- Cache, Idaho Cache, Idaho
- Coordinates: 43°47′17″N 111°09′47″W﻿ / ﻿43.78806°N 111.16306°W
- Country: United States
- State: Idaho
- County: Teton
- Elevation: 6,047 ft (1,843 m)
- Time zone: UTC-7 (Mountain (MST))
- • Summer (DST): UTC-6 (MDT)
- ZIP code: 83424
- Area codes: 208, 986
- GNIS feature ID: 397513

= Cache, Idaho =

Unincorporated community in the state of Idaho, United States

Cache is an unincorporated community in Teton County, in the U.S. state of Idaho.

==Geography==
Cache is located near the junction of county roads W 4000 N and N 3000 W.

==History==
The community received its name from a cache of furs hidden near the site by French fur traders. An alternate explanation is that it was named Cache because of "the fact that most of the settlers migrated to this spot from Cache Valley, Utah."

A post office called Cache was established in 1904, and remained in operation until 1916. A variant name was "Dwight".

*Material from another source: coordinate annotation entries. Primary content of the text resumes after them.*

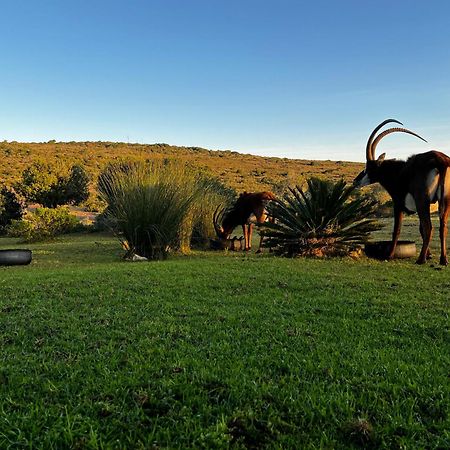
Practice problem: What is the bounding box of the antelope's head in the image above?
[353,119,427,187]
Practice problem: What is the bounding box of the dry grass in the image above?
[0,141,363,193]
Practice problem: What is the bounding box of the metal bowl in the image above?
[0,249,32,266]
[364,241,416,259]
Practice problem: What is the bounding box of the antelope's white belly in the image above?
[405,169,440,212]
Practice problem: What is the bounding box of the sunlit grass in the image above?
[0,230,450,449]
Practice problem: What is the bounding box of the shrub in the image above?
[7,206,79,242]
[15,162,89,208]
[0,187,25,234]
[261,178,380,256]
[98,160,230,259]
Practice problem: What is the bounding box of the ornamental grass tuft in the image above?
[98,160,232,259]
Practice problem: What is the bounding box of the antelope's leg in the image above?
[439,199,450,266]
[388,206,403,259]
[416,204,433,264]
[419,223,432,259]
[245,223,253,250]
[242,223,248,250]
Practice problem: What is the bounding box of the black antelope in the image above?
[353,119,450,265]
[213,192,276,253]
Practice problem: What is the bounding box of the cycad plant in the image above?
[261,178,380,257]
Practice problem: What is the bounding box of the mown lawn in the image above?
[0,230,450,449]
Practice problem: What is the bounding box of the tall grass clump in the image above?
[98,160,232,259]
[262,178,380,257]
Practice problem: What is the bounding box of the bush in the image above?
[98,160,232,259]
[15,162,89,208]
[0,187,25,234]
[7,206,79,242]
[261,178,380,257]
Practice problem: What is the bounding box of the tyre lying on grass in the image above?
[364,241,416,259]
[0,249,32,266]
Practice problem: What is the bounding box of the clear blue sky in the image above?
[0,0,450,161]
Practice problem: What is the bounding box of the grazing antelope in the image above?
[353,119,450,265]
[213,192,276,253]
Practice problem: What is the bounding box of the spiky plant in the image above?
[98,160,232,259]
[261,178,380,257]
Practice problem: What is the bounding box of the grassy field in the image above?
[0,227,450,449]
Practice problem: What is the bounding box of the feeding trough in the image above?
[0,249,32,266]
[364,241,416,259]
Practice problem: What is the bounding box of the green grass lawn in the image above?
[0,229,450,449]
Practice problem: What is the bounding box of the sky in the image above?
[0,0,450,161]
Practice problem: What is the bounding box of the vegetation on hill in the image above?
[0,141,362,193]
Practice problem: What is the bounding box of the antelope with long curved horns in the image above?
[213,191,276,253]
[353,119,450,265]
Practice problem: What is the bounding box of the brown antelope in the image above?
[213,192,276,253]
[353,119,450,265]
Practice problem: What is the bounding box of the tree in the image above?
[16,162,89,208]
[0,186,25,234]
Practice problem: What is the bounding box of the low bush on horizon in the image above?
[14,161,89,208]
[260,178,380,257]
[7,206,80,242]
[98,160,232,259]
[0,186,25,235]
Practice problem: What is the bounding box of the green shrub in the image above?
[261,178,380,257]
[98,160,232,259]
[15,162,89,208]
[0,187,25,234]
[7,206,79,242]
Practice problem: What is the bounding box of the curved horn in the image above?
[366,119,403,161]
[371,128,427,159]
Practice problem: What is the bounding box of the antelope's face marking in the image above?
[353,170,372,188]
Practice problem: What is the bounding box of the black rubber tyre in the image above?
[0,249,32,266]
[364,241,416,259]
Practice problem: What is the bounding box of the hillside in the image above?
[0,141,362,192]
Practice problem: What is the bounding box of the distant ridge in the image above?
[0,140,363,192]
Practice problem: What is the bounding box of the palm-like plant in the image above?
[261,178,380,256]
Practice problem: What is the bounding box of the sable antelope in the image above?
[353,119,450,265]
[213,192,276,253]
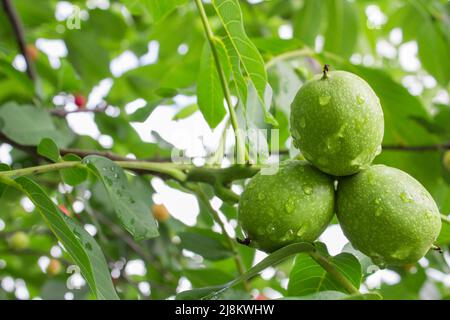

Cache was platted (under the name Cache City) by HP Mack, his wife Sarah Mack, Lewis Buxton, Henry Mickelson, his wife Chloe Mickelson, AW Meikle, and his wife Amelia Meikle in 1907. The plat was 16 blocks in size, being four blocks long and four blocks wide. The plat was officially filed on June 24, 1907.

Cache's population was estimated at 100 in 1909.